Usually when I plot some distribution I like to insert auxiliar lines to show extra information, such as mean:
plt.figure(figsize=(15, 5))
h = r1['TAXA_ATUAL_UP'].mean()
plt.axvline(h, color='k', linestyle='dashed', linewidth=2)
print(h) # 692.6621026418171
plt.annotate('{0:.2f}'.format(h), xy=(h+100, 0.02), fontsize=12)
sns.distplot(r1['TAXA_ATUAL_UP'].dropna())
sns.distplot(r1[r1['REMOTO'] == 1]['TAXA_ATUAL_UP'].dropna(), hist=False, label='Y = 1')
sns.distplot(r1[r1['REMOTO'] == 0]['TAXA_ATUAL_UP'].dropna(), hist=False, label='Y = 0')

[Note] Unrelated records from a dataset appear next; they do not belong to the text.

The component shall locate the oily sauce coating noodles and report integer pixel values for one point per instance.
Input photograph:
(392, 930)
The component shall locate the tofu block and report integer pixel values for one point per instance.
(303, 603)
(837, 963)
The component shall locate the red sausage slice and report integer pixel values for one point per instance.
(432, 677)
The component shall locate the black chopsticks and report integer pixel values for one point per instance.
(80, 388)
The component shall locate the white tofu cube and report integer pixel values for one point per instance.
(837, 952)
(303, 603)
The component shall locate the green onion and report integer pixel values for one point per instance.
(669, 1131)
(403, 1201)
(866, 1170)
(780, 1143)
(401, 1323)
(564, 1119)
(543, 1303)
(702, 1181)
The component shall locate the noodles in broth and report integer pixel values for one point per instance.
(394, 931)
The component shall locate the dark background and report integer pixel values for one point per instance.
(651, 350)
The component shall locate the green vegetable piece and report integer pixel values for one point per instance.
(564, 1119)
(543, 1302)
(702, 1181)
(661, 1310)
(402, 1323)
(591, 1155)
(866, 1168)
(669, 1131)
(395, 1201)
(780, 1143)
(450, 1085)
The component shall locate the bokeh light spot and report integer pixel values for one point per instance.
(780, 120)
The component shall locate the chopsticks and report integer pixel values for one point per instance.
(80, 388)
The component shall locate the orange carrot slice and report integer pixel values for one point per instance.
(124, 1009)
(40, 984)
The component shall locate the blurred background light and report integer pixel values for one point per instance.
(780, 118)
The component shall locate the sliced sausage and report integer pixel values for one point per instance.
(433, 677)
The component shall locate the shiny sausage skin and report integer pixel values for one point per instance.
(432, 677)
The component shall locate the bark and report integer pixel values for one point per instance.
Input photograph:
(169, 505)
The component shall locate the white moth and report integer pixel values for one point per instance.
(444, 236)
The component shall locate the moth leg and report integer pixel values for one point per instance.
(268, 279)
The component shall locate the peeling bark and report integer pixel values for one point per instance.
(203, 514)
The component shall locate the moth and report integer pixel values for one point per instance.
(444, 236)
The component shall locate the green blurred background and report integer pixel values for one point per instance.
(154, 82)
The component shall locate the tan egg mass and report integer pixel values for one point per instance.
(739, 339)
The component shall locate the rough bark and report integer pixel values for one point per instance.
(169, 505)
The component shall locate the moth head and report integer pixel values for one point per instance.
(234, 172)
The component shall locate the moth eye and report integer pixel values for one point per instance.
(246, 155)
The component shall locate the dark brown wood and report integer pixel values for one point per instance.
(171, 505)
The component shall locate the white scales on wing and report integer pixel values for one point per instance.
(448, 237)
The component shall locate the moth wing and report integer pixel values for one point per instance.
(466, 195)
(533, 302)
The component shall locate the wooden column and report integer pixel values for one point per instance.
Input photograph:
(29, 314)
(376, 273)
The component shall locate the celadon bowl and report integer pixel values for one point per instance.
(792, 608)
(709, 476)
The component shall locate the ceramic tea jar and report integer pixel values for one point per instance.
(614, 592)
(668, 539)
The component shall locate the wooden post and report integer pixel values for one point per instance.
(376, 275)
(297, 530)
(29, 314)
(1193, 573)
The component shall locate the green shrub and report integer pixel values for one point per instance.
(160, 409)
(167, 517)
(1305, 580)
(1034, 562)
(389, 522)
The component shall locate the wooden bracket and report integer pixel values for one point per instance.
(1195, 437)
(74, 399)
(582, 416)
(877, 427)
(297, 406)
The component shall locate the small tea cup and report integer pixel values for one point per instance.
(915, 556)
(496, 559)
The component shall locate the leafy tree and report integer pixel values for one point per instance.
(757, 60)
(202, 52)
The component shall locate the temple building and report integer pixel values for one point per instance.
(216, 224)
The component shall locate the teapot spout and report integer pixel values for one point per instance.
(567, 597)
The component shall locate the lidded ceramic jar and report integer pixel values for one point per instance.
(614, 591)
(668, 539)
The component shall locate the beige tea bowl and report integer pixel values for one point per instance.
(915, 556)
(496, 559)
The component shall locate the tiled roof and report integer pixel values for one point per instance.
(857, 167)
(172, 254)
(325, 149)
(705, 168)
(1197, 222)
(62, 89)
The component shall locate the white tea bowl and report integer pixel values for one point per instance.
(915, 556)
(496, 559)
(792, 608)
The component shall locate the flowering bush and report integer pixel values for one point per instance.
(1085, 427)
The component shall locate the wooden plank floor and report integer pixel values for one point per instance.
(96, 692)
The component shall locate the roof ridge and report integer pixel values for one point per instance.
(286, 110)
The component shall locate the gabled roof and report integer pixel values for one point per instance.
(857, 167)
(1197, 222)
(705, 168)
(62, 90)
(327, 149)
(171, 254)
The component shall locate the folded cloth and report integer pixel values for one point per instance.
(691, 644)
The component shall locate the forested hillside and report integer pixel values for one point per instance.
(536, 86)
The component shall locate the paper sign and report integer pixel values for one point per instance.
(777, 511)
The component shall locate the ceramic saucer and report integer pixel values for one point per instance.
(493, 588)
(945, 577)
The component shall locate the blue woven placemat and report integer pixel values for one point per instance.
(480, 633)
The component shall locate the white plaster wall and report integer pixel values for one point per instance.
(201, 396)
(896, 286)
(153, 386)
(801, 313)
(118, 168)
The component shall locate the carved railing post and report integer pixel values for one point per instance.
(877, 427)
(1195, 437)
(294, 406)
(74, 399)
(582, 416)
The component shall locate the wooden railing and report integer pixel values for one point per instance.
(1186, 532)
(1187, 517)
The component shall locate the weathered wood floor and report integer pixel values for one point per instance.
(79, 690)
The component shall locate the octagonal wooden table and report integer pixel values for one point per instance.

Recently, using the same code to plot other data, I got a weird result. Basically, what I notice is that the h
value is big and the result is that the plot is reduced drastically:
plt.figure(figsize=(15, 5))
h = r1['TAXA_ATUAL_DOWN'].mean()
plt.axvline(h, color='k', linestyle='dashed', linewidth=2)
print(h) # 8777.987291627895
plt.annotate('{0:.2f}'.format(h), xy=(h, 0.02), fontsize=12)
sns.distplot(r1['TAXA_ATUAL_DOWN'].dropna())
sns.distplot(r1[r1['REMOTO'] == 1]['TAXA_ATUAL_DOWN'].dropna(), hist=False, label='Y = 1')
I wonder what causes this I how I should get the annotation to work properly, or fix whaterver I'm doing wrong.